3-D printed rocks to understand oil and gas flow
Chalaturnyk's lab is among a handful in the world that uses 3-D printing technology to recreate reservoir fractures and rock formations. Instead of relying solely on numerical models, they use laser mapping to print 3-D models of fractures that his team can flow real fluids through to observe their behaviour.
"That's the kind of innovation that really caught Mexico's interest," he said. "We're really excited about applying new technologies to allow us to explore these issues in a kind of state-of-the-art, game-changing way."
Optimizing production is not only good for Mexico's revenue streams and quality of life, which are heavily tied to hydrocarbon production, but has environmental benefits as well, Chalaturnyk said.
"From an environmental standpoint, anything you can do on the efficiency side, if you're using less energy to produce a barrel of oil, you win on both sides."
There are already 94 students with Mexican citizenship studying at the U of A–up from 77 last year–and those numbers could grow with the partnership. Chalaturnyk said his lab will expand by several graduate students and post-docs, and there will be Mexican researchers working at the U of A and vice versa.
Talent exchange benefits both countries
Turpin said such talent exchanges benefit both countries in terms of the research and developing a global worldview.
"An international partnership on this scale is invaluable on so many levels. Research cannot happen in isolation; it isn't constrained by geographic boundaries," he said. "At the same time, building global citizenship is an important part of a university education with benefits here at the U of A and in Mexico."
Strengthening the capacity and talent of Mexico's hydrocarbon sector is the goal of a separate $5-million project with the National Autonomous University of Mexico and Panamericana University.

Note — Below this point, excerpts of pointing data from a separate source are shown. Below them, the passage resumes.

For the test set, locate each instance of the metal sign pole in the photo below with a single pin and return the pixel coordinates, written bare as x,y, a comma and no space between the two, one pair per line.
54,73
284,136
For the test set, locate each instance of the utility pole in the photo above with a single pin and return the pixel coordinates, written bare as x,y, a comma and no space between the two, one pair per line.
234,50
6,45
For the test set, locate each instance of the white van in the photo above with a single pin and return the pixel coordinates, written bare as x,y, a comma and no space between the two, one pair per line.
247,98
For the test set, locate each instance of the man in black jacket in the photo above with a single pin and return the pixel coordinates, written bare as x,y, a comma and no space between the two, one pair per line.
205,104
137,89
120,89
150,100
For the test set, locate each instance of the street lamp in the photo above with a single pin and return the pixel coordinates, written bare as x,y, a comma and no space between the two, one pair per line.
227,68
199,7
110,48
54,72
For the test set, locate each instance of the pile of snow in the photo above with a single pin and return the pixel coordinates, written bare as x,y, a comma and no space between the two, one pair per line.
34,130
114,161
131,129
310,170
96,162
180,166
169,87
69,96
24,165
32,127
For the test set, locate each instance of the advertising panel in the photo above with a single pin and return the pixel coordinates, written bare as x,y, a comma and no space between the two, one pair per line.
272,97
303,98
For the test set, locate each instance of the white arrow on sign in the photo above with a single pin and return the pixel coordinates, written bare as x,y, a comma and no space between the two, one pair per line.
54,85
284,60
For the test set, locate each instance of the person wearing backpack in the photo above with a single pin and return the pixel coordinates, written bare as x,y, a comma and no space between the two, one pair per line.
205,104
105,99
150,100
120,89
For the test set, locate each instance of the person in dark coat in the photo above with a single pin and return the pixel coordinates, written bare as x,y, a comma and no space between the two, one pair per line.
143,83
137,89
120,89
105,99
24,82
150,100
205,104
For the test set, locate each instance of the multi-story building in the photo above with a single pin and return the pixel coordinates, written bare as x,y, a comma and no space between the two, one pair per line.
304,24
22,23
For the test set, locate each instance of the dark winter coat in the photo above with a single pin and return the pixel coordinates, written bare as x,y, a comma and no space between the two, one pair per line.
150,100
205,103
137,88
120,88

Mexico estimates it needs an additional 135,000 skilled specialists trained to oversee new technologies, projects and policies key to energy reform.
"We have set in motion research and training programs between Mexico's National Autonomous University, the Mexican Petroleum Institute and the University of Alberta, to ensure that there is technical capacity in Mexico to face the challenges that the energy sector will face in years to come," said Pedro Joaquin Coldwell, Mexico's secretary of energy, which is funding the research.
Britta Baron, vice-provost and associate vice-president international, and the U of A's lead for the project, said the partnership is the university's first major research collaboration with a government outside Canada.
"The fact that Mexico has turned to Alberta and the U of A speaks volumes about the quality of our expertise and talent in energy and hydrocarbon research," she said.
The U of A first signed a memorandum of understanding with Mexico's ministry of energy in December 2015. The three projects awarded funding were part of a competitive bid process and announced March 9 in Mexico City.
UAlberta-Mexico hydrocarbon research at a glance
Geomechanical Processes Impacting Dynamic Multiphase Flow in Naturally Fractured Reservoir
Funding: $4.4 Million
Research encompasses experimental and numerical modelling studies over a broad range of fracture morphologies existing in Mexican reservoirs to better understand how geomechanical processes impact the dynamic single and multi-phase flow in fractured media.
Industrial Transformation and Heavy Oil Refining
Funding: $5 million
Objectives: Develop upgrading processes for heavy oil, evaluate the compatibility and stability of upgraded heavy oil when mixing it with virgin crude oil, and ensure its transportation through pipelines and its processing in refineries. Mexican heavy oil samples will be characterized in laboratories and experiments will be conducted to evaluate the catalytic conversion of heavier crude fractions.
Strengthening the Capacity and Talent Formation for the Hydrocarbon Subsector
Funding: $5.2 million
Objectives: Provide short- and long-term opportunities for professional development in Canada and Mexico, targeted at government and industry representatives, as well as academics in technical, regulatory and policy topics that are directly applicable to the needs of the hydrocarbon sector. The U of A will work with the National Autonomous University of Mexico and Panamericana University to create innovative study programs for the hydrocarbon sector.